Maybe what we need is a dose of cuteness. Enter Marvel Tsum Tsum, a game based on the undeniably cute stackable plush toys you may have had your child/nephew/random neighbor kid bug you about. You wouldn’t necessarily think the familiar heroes and villains of Marvel Comics would make for a fun time fighting each other in that form, considering they’re missing important things like hands, but darned if XFLAG didn’t manage to pull it off.

Marvel Tsum Tsum

As noted above, this is a match-3 game, so if you start breaking out in hives when you hear that phrase you might want to keep your distance. That said, it’s not exactly like most other genre titles, as the Tsum Tsum characters get tossed into a round playing field and kind of sit (appropriately) on top of each other. You trace lines of three or more adjacent faces to make matches that clear them from the board, and then the other Tsum Tsum shift around and drop down to fill in the vacated space.

Even once you’ve mastered the basics, including making chains of seven or more to create bombs and filling the Mega Charge meter to rapidly increase your score, Marvel Tsum Tsum keeps you on your toes by making every level a race against time. Objectives change, and a high score is still a concern to try to clear each stage with three stars, but time is always ticking and speed is essential.

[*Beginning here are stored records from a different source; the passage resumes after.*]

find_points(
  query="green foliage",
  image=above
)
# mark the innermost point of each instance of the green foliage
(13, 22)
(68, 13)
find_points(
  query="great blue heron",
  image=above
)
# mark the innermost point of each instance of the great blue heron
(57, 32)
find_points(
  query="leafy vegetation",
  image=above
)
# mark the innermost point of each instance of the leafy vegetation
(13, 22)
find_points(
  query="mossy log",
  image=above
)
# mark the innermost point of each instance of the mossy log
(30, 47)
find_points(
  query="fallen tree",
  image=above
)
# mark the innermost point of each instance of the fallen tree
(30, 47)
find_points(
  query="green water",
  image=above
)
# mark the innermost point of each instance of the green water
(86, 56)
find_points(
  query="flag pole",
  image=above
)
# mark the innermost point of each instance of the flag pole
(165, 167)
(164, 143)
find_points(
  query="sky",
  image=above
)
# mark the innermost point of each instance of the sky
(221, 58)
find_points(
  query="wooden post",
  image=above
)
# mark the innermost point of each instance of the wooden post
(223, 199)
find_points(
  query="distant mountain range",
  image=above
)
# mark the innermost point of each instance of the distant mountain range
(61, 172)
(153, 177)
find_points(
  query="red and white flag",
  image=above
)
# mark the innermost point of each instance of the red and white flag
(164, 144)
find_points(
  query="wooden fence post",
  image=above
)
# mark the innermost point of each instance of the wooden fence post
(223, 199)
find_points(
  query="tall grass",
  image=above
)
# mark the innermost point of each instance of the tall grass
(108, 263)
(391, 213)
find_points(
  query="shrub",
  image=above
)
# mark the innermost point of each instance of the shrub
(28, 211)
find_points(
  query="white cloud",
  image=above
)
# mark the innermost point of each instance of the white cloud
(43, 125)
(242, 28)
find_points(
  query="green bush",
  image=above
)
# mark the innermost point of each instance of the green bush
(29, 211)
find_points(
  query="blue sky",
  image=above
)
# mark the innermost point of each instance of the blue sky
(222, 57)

There’s something of a Toy Story-like narrative with the Tsum Tsum coming to life after their store closes, so you do get to enter Battle Mode every few levels, as well as fighting various Marvel villains in special rotating battle events. The gameplay is the same, except there is a large enemy Tsum Tsum in the middle of the board that you “attack” by making matches, setting off bombs and activating skills. The villains have interesting special abilities that can reshape the playing field, and there’s even a co-op mode where you can team with another player to take down tougher opponents.

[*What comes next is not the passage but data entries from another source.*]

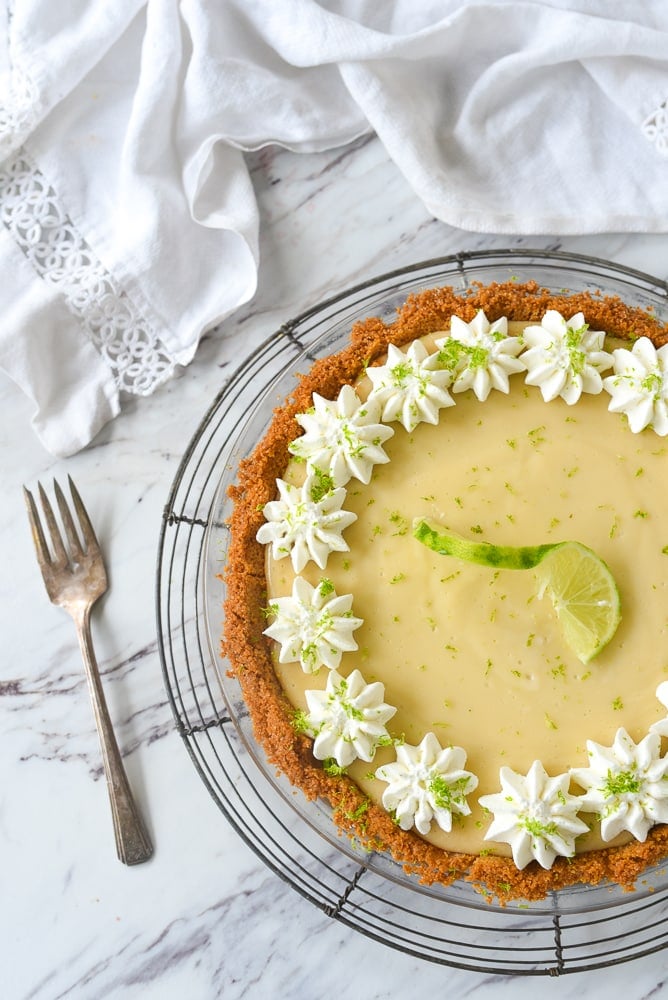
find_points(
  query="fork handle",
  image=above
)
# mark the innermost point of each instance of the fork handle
(133, 844)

Part of the joy of a game like this is in unlocking more characters, and Marvel Tsum Tsum uses a pretty familiar system of blind boxes that you can acquire with either orbs (the premium currency) or coins. There appear to be 27 characters at launch, including the likes of agents Phil Coulson and Peggy Carter from the Marvel Cinematic Universe, plus some more obscure surprises. Yes, Darkhawk, I’m looking at you.

Marvel Tsum Tsum

The only real impediments to enjoyment are the energy system, which can limit you to just a few stages per play session, and the semi-involved system for powering up your Tsum Tsum. You need one resource to help them level up, plus there’s a level cap that must be unlocked with coins. Special abilities require ISO-8 to buff, but it needs to be the correct color. These are simple creatures, and probably would enjoy an equally no-fuss leveling procedure.

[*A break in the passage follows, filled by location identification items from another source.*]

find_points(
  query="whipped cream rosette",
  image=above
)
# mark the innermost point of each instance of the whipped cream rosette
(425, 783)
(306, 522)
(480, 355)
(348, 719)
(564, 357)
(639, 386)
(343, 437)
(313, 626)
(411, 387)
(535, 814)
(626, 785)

On the other hand, the Marvel Tsum Tsum would all have their Cuteness stats maxed all the way out by default if there was such a thing. There’s no fighting that, so it’s silly to even waste your time trying. Whether you spend a ton of time with the game is another matter, but there’s definitely more to it than it may first appear, and it’s worth a download for the Marvel fan in your life to try out.